Jakarta (04/8) – Hari terakhir rangkaian kegiatan kampanye publik dalam rangka memperingati Hari Anti Perdagangan Orang Sedunia diselenggarakan di Car Free Day bundaran HI, Jakarta. Diawali dengan zumba bersama kemudian dilanjutkan dengan Power Talk bersama dengan perwakilan dari Kementerian Pemberdayaan Perempuan dan Perlindungan Anak (Kemen PPPA), Serikat Buruh Migran Indonesia (SBMI), Solidaritas Perempuan, dan International Organization for Migration (IOM).
Pada kesempatan tersebut, Asisten Deputi Perlindungan Hak Perempuan dari Tindak Pidana Perdagangan Orang (TPPO), Destri Handayani mengatakan TPPO merupakan permasalahan kompleks yang tengah kita hadapi. “Dewasa ini modus TPPO semakin berkembang pesat tidak lagi soal tawaran bekerja keluar negeri akan tapi juga tipu daya agar korban bersedia menjadi pengantin pesanan, menerima pekerjaan di industri hiburan dan jasa bahkan iming-iming pendidikan yang lebih baik seperti pertukaran pelajar antar negara,” tambah Destri.
Sementara itu, Ketua Solidaritas Perempuan, Dinda Nuuranisa Yura mengatakan banyak cara yang dapat dilakukan untuk menunjukan kepedulian kita terhadap tindak pidana perdagaan orang. “Salah satu yang paling sederhana melalui talkwhow hari ini. Penyebaran informasi dari mulut ke mulut tentang apa, bagaimana, kemudian pencegahan serta penanganan TPPO akan memberikan dampak yang cukup signifikan. Karena pencegahan TPPO dapat dimulai dari keluarga dan lingkungan sekitar dengan mulai sadar lapor jika ada indikasi perdagangan orang,” ujar Nisa.
Korban kejahatan ini juga beragam, tidak hanya menyasar pada perempuan dewasa, tetapi juga kaum laki-laki dan anak-anak serta remaja. Hal-hal di atas menunjukkan bahwa begitu terorganisir dan besarnya kejahatan ini. National Program Officer IOM, Among Resi menyampaikan berbagai modus TPPO mulai dari pekerja seks komersial, pekerja rumah tangga, pertukaran pelajar ditambah lagi modus baru yang sedang berkembang ialah pengantin pesanan mayoritas korbannya adalah kaum perempuan, namun ternyata kaum laki-laki juga bisa menjadi korban TPPO. Berdasarkan data IOM tercatat dari kurang lebih 9000 kasus yang sudah tertangani 200 diantaranya kaum laki-laki menjadi korban TPPO.
“Siapapun bisa jadi korban TPPO ditambah lagi dengan perkembangan teknologi yang menjadi modus baru perdagangan orang.

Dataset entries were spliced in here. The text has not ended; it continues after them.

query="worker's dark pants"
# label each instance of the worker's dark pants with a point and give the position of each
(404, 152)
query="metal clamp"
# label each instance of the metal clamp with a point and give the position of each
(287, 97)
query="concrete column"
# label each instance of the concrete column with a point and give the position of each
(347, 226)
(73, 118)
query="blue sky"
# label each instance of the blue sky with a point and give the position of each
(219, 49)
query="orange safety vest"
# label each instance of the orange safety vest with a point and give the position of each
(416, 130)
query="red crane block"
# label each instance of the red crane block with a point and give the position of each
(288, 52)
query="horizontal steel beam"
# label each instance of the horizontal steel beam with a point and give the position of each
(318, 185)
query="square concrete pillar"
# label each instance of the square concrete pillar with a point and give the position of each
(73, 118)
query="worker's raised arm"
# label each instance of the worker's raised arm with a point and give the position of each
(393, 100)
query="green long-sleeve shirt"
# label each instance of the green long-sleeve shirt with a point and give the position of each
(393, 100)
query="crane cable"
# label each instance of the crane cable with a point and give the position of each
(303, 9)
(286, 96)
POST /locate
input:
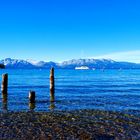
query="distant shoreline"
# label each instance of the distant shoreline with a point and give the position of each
(81, 124)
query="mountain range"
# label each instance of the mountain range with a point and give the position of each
(71, 64)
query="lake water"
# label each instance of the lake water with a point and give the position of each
(75, 89)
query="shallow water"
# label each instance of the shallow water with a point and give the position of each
(75, 89)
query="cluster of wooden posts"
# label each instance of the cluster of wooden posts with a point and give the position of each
(4, 88)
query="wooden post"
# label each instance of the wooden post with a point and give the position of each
(32, 106)
(4, 85)
(52, 88)
(32, 96)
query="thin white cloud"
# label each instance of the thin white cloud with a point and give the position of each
(129, 56)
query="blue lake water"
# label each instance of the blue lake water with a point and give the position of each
(75, 89)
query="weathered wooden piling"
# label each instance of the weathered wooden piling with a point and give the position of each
(32, 96)
(52, 86)
(4, 85)
(32, 106)
(4, 102)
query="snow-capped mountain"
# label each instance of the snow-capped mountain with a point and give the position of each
(71, 64)
(16, 63)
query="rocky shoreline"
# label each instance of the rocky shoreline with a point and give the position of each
(79, 125)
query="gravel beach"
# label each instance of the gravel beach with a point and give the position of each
(79, 125)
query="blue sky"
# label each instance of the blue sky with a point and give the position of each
(60, 30)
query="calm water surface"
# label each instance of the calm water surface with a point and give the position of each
(75, 89)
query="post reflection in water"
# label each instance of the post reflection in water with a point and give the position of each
(32, 106)
(4, 102)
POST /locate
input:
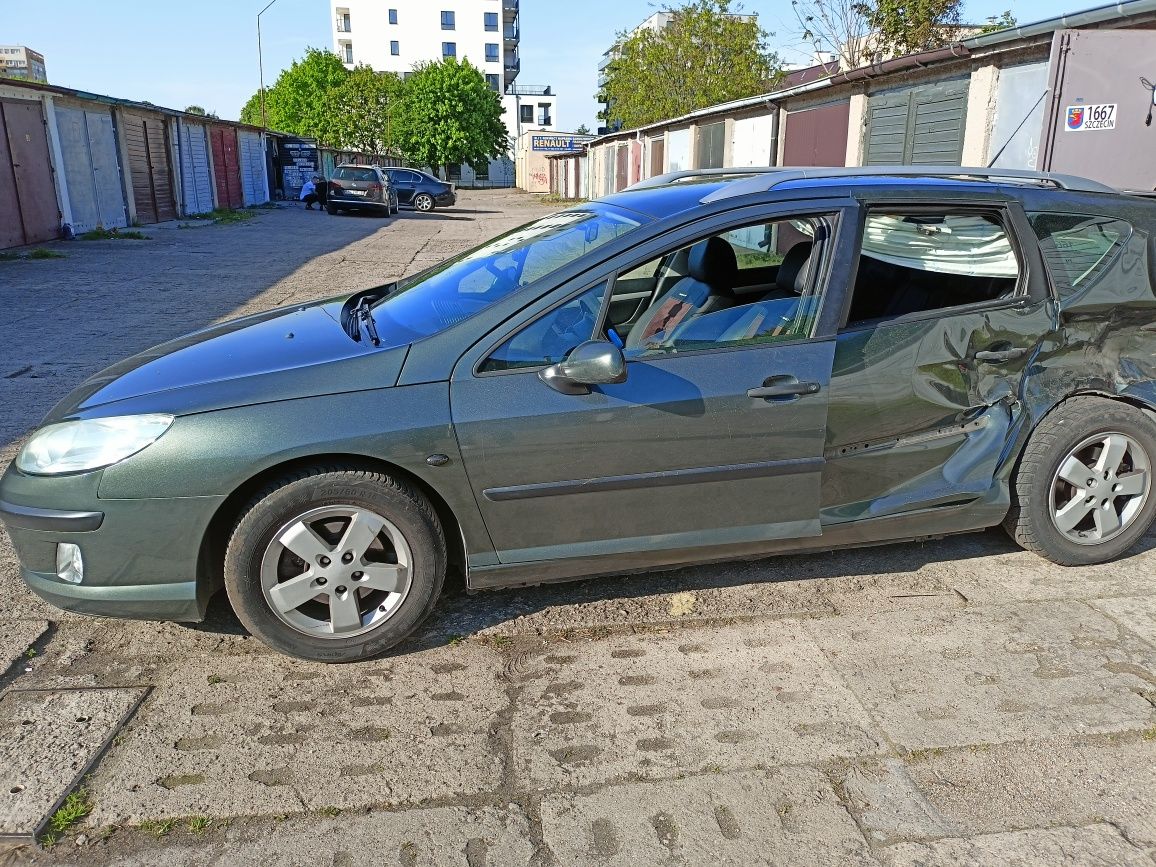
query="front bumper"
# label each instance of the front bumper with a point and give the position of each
(142, 557)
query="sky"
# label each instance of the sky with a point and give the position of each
(205, 52)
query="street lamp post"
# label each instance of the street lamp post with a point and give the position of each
(260, 64)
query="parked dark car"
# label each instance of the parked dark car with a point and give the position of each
(422, 191)
(361, 187)
(714, 367)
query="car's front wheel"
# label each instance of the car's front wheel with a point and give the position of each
(335, 564)
(1083, 490)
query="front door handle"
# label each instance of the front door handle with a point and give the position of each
(783, 387)
(998, 356)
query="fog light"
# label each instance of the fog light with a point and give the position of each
(69, 563)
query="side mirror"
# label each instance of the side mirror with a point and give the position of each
(595, 362)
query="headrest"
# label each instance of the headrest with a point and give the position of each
(712, 261)
(792, 275)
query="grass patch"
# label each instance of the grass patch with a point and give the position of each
(222, 216)
(157, 827)
(102, 234)
(75, 807)
(554, 199)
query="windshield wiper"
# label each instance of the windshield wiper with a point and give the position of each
(363, 315)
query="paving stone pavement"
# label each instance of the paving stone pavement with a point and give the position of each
(951, 702)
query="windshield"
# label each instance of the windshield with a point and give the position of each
(467, 283)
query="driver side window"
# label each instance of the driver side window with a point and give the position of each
(549, 339)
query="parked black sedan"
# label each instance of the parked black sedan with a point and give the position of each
(719, 367)
(421, 191)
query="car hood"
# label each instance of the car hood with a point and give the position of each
(276, 355)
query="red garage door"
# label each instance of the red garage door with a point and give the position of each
(28, 197)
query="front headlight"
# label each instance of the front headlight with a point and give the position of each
(89, 444)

Oleh karena itu, menjadi penting untuk kita mengetahui dan paham apa itu TPPO, bagaimana pencegahan dan penanganan korban TPPO, dimulai dengan peduli terhadap lingkungan sekitar dan mau melaporkan jika terdapat indikasi TTPO. Jangan merasa ini bukan urusan kita dan ini adalah urusan pribadi tapi ini adalah sebuah tindak pidana,” tutur Nisa.
TPPO terjadi manakala terdapat unsur-unsur proses perekrutan dan penempatan pekerja dengan cara-cara tertentu yang mengakibatkan seseorang tereksploitasi. Pada banyak kasus, korban direkrut dan dipindahkan dari tempat asalnya dengan tawaran pekerjaan dan kehidupan yang lebih baik. Tawaran ini juga kerap diiringi dengan pemalsuan dokumen dan/atau penahanan dokumen dengan alasan keamanan dan dapat diterima bekerja dengan baik serta penjeratan hutang dalam proses perekrutan hingga penempatan.

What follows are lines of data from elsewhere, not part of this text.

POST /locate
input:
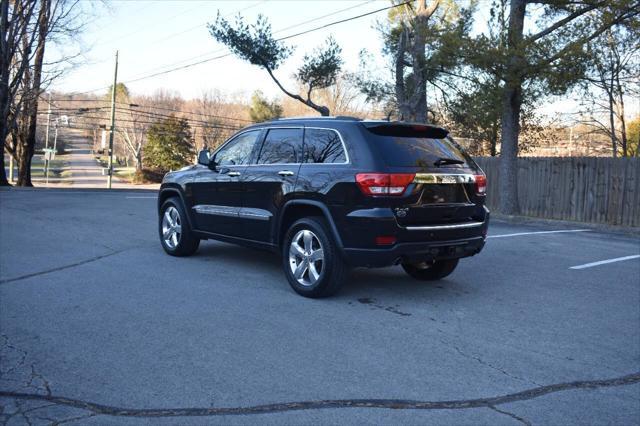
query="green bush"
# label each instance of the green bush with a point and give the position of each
(169, 145)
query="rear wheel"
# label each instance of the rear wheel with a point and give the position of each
(430, 271)
(311, 260)
(176, 236)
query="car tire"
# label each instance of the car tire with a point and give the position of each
(310, 258)
(176, 236)
(426, 271)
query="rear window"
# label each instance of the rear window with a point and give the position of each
(323, 146)
(418, 146)
(281, 146)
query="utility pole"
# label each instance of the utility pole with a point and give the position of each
(113, 120)
(46, 138)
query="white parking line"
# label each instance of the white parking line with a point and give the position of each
(538, 232)
(603, 262)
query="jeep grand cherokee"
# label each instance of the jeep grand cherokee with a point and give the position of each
(330, 194)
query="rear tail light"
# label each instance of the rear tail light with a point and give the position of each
(481, 184)
(384, 183)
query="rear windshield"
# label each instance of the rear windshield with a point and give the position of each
(403, 148)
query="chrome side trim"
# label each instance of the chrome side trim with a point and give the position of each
(216, 210)
(444, 178)
(440, 227)
(253, 213)
(244, 212)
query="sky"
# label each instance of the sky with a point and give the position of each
(155, 35)
(150, 35)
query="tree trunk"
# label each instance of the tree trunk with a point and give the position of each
(4, 82)
(25, 154)
(623, 124)
(511, 107)
(612, 126)
(3, 175)
(419, 98)
(493, 140)
(28, 140)
(403, 109)
(138, 160)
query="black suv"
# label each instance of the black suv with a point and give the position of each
(329, 194)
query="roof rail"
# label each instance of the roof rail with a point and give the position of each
(338, 117)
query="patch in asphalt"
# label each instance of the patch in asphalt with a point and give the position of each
(604, 262)
(518, 234)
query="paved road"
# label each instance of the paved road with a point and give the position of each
(100, 326)
(84, 170)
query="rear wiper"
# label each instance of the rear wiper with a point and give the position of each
(441, 161)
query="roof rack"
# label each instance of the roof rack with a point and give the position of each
(337, 117)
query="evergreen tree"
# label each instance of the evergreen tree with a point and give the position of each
(263, 110)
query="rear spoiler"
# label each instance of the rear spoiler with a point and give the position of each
(407, 130)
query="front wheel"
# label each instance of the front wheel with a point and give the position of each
(311, 260)
(176, 236)
(430, 271)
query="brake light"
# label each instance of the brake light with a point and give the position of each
(384, 183)
(481, 184)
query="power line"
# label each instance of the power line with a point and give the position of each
(158, 108)
(217, 51)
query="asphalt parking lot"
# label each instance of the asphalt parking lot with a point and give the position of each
(99, 326)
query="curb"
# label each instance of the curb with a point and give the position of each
(529, 220)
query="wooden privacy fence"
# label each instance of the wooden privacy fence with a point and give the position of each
(585, 189)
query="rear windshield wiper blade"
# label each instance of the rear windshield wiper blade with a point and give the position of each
(441, 161)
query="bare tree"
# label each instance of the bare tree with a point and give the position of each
(615, 71)
(27, 27)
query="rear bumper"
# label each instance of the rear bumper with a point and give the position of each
(406, 252)
(413, 243)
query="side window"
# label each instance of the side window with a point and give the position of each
(238, 151)
(281, 146)
(323, 146)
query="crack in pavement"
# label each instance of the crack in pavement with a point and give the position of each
(397, 404)
(513, 416)
(61, 268)
(488, 364)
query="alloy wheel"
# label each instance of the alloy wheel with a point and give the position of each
(171, 227)
(306, 257)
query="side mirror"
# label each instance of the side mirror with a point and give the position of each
(203, 157)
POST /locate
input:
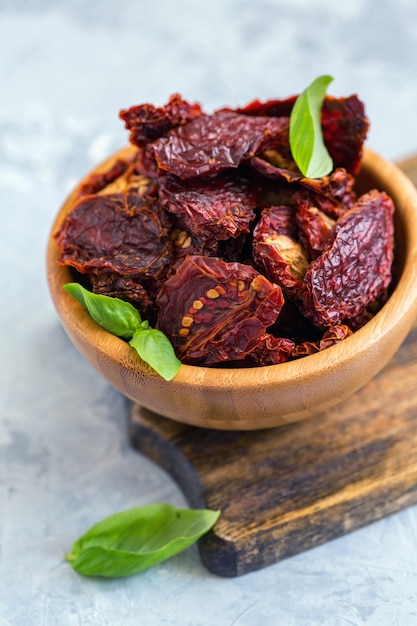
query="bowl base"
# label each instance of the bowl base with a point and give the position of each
(288, 489)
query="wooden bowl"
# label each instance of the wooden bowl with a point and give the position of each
(259, 397)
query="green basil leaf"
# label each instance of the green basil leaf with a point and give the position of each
(306, 136)
(113, 314)
(155, 348)
(132, 541)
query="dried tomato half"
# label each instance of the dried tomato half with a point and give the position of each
(221, 206)
(212, 143)
(344, 124)
(354, 268)
(277, 250)
(119, 233)
(147, 122)
(215, 312)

Destri menyampaikan untuk itu penting mengambil upaya menumbuhkan pemahaman dan membangun kesadaran untuk bergerak bersama memerangi kejahatan ini. “Sinergi seluruh eleman mulai dari pemerintah, aparat penegak hukum, kementerian/lembaga, LSM, kekuatan sosial media, tokoh masyarakat, terutama kelompok muda “influencer” memiliki peranan penting guna mendukung suksesnya upaya penyebarluasan informasi ini secara besar-besaran. Melalui rangkaian kegiatan ini, masyarakat perkotaan menyadari potensi dan bahaya TPPO di sekitarnya dan diharapkan dapat berkontribusi untuk mencegah agar kejahatan ini tidak terjadi pada dirinya, keluarga dan lingkungannya,” tutup Destri.